4. The process of transcription allows the RNA to form from the DNA. Translation is when the amino acids are formed from the codes of the RNA. After the proteins are translated, they fold according to the genetic code. By studying the folding of proteins, it is possible to compare the normal folding of proteins to the mis-folding of proteins to help understand the disease. By comparing the abnormal to the normal proteins, it is possible to pin-point the location of abnormality. Unlike OI type I, which is usually not acted upon by natural selection since the phenotype shows up in the later stage of life, the phenotype of type II shows up before birth. Since people with type II display the symptoms of osteogenesis imperfecta at throughout their life, natural selection acts against them which make it difficult for them to survive to reproductive age.

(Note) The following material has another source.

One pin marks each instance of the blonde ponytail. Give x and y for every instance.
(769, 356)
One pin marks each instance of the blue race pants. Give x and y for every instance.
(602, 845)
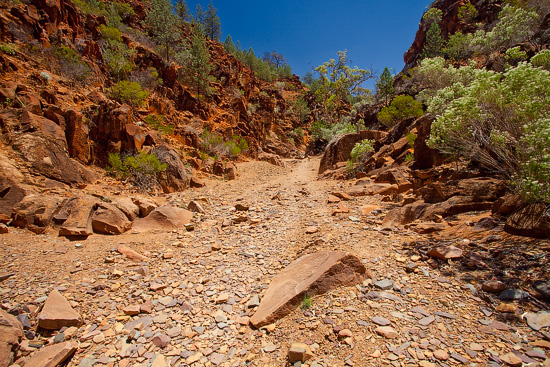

5. The reason why this method works is because viral vectors are the injection of viruses which contains genetic information. Basically, the idea is exposing a cell with a virus and once that virus infects that cell, it will block or silence production of a specific protein. In this case for OI, it is the production of proteins that makeup collagen fiber. If there was a regulatory gene mutation in a MSC, then the probability of MSC functioning properly is lowered because the proteins within the cell are changed. As a result, normal collagen are not formed by the MSC and will not help with OI.

Interview: Osteogenesis Imperfecta

1. Why did you choose to become a doctor in the field you chose?

My medical student Docent group was led by the chairman of the department of medicine.

2. Do you have any accounts of patients with osteogenesis imperfecta? Any other interesting stories?

My first exposure to OI was in 1984 as a medical student doing an internship in Columbia Missouri with a family practitioner. This particular patient that I met was extremely short and barrel chested and had blue sclerae due to collagen deficiency. He looked deformed to me. My Preceptor, Dr. Moranville, was the first person to expose me to this condition. It was at that time that I was first taught about OI – and his clinical presentation has stuck with me throughout the years, making it easier to remember the disorder.

3. Why should a doctor or researcher studying osteogenesis imperfecta know about evolution?

I don’t know the correlation here.

4. How important is the search for a cure?

As with any disease that affects both quality and quantity of life, it is important to attempt to understand the disease and work toward a cure to reduce the incidence of OI and save thousands of individuals from increased morbidity and mortality.

5. How might research in osteogenesis impefecta benefit research of other genetic diseases?

Research for OI is employing stem cell research and gene therapy which can be applied to other health conditions. Also the use of rehabilitation and bone healing/treatments could help us to understand how to better treat bone fractures in otherwise healthy individuals.

6. What misconceptions exist about osteogenesis imperfecta?

That these patients may be some type of dwarf given their short stature. Also, some people assume that there is some type of mental retardation associated with these individuals as well which is not the case.

7. How important is it for physicians to know about gene mutations?

I am not sure that every physician needs to understand gene mutations to be able to be a good primary care specialist. However, physicians should be aware of the condition and be able to recognize it and offer appropriate referrals for treatment/management.

8. What do you think about using grid computing in this search?

I only know a little about grid computing. I understand the concept and have participated in them a few years ago with such web portals such as Kazaa and Napster for music searching/downloading. It makes sense to me that if you were to use the power of many CPU processors to genetic information etcetera, then the power of these computers could speed up the process immensely. I would support the use of grid computing here and in any complex medical problem that requires massive computer processing power to facilitate the work and increase the rate of success and finding the answer/cure etc.